Внезапно дверь кто‑то рванул с такой силой, что крючок выскочил из притолоки и звякнулся о деревянный пол.

– Миронов! – вскрикнула Надя.

Пусть бы раскололись небо и земля – не так изумился бы Миронов и не дрогнул бы он, не знавший страха в бою, но то, что произошло дальше...

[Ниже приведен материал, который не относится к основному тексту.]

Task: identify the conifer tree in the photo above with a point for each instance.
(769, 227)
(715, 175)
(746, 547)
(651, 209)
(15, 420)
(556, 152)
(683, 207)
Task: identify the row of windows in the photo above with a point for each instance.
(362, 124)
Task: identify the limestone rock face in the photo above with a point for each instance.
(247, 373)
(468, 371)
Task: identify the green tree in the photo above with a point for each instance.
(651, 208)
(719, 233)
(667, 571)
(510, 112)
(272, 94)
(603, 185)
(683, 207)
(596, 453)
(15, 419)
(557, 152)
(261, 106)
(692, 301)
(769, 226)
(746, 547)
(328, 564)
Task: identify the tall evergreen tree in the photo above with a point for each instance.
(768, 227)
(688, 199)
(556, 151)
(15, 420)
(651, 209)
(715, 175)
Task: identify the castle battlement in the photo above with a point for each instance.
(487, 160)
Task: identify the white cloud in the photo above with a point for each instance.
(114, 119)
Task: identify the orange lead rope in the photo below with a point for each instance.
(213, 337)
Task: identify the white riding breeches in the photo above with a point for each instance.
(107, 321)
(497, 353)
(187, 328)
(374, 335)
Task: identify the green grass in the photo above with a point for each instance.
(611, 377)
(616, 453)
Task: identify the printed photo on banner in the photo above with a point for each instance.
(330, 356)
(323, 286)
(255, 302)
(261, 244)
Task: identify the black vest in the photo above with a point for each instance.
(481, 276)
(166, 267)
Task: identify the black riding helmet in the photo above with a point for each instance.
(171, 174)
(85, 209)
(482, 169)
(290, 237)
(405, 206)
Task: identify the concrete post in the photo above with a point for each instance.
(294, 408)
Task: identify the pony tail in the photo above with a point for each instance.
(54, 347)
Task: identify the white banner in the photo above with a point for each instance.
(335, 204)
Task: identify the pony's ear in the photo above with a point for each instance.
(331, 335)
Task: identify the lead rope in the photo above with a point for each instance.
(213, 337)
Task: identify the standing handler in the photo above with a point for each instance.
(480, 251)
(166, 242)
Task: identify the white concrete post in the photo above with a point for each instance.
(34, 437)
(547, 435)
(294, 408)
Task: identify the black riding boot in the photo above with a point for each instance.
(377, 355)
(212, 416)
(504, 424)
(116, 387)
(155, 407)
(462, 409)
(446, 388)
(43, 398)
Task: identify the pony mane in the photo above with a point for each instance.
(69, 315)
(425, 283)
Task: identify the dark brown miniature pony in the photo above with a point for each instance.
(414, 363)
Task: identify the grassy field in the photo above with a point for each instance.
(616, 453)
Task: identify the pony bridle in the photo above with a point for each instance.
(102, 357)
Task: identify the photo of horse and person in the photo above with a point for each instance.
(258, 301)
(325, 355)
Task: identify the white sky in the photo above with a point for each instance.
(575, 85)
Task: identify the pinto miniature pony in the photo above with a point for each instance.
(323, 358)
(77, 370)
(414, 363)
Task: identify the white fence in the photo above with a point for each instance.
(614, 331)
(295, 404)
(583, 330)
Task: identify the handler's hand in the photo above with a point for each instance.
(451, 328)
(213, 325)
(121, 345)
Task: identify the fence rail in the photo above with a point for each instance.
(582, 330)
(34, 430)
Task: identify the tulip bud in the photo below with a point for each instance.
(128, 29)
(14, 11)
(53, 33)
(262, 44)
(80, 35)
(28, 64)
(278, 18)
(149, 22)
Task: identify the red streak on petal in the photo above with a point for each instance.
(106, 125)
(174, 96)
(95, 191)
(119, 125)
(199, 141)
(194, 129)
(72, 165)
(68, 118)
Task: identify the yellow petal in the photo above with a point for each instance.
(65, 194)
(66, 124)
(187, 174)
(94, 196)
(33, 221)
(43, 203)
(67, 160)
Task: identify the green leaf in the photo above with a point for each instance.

В горницу с наганами и винтовками на изготовку ворвались чекисты. Перед глазами командарма замелькал белый листок – ордер на арест... Миронова грубо затолкали в передний угол под божницу, наставили в упор винтовки с привинченными штыками и приказали не шевелиться...

Филипп Козьмич ошеломлен. Унижен. Раздавлен. Кто посмел с ним так поступить на родной сторонушке – он даже охрану не взял с собою... Кто‑то толкнул его, в этот миг обезумевшего, то ли нечаянно, то ли намеренно... Настоящего донского казака можно физически уничтожить, но он не даст себя оскорбить... Очнулся. Не открывая глаз, позвал жену и как можно спокойнее сказал: «Пожалуйста, горячего чаю. Все тело ноет, больно даже шевельнуться – наверное, в дороге простудился... Да и сон видел такой, что на душе мерзко...» Подождал. Ему никто не ответил. Вокруг тишина. Открыл глаза. Одиночный каменный мешок. Миска с похлебкой. Кусок хлеба... Рванулся встать, но со стоном повалился на голый топчан. Вспомнил... Значит, все правда?! Значит, кто‑то заранее готовил эту провокацию? Враги? Кто они? У Миронова, храброго, талантливого, да еще и правдолюбца, их было предостаточно. Это только трусам да глупцам спокойно живется... А жена... любимая, беспомощная, ждущая в счастливый час зачатого ребенка?.. Обостренная мысль искала выход: где, когда, в чем он совершил такое, за что положена такая жестокая, оскорбительная кара? Но толстые стены Бутырской тюрьмы молчали. Иногда этому сильному, отважному человеку казалось, что он сошел с ума и все это происходит не с ним и не на самом деле...

Ночь? День? Утро? Ничего не замечал и уж ничего не ждал от злой, немой силы, которая не посчиталась ни с чем, оскорбив и унизив его и как воина, и как гражданина, и как мужа молодой беременной жены... Мятущийся, он объявил смертельную голодовку. Мысль еще больше обострилась. Ему надо выбраться на волю, туда, где он принадлежит сам себе и больше никому. Невозможно? Это слово он не любил никогда. И он ушел из камеры, пропахшей неволей, он убежал на просторы жизни.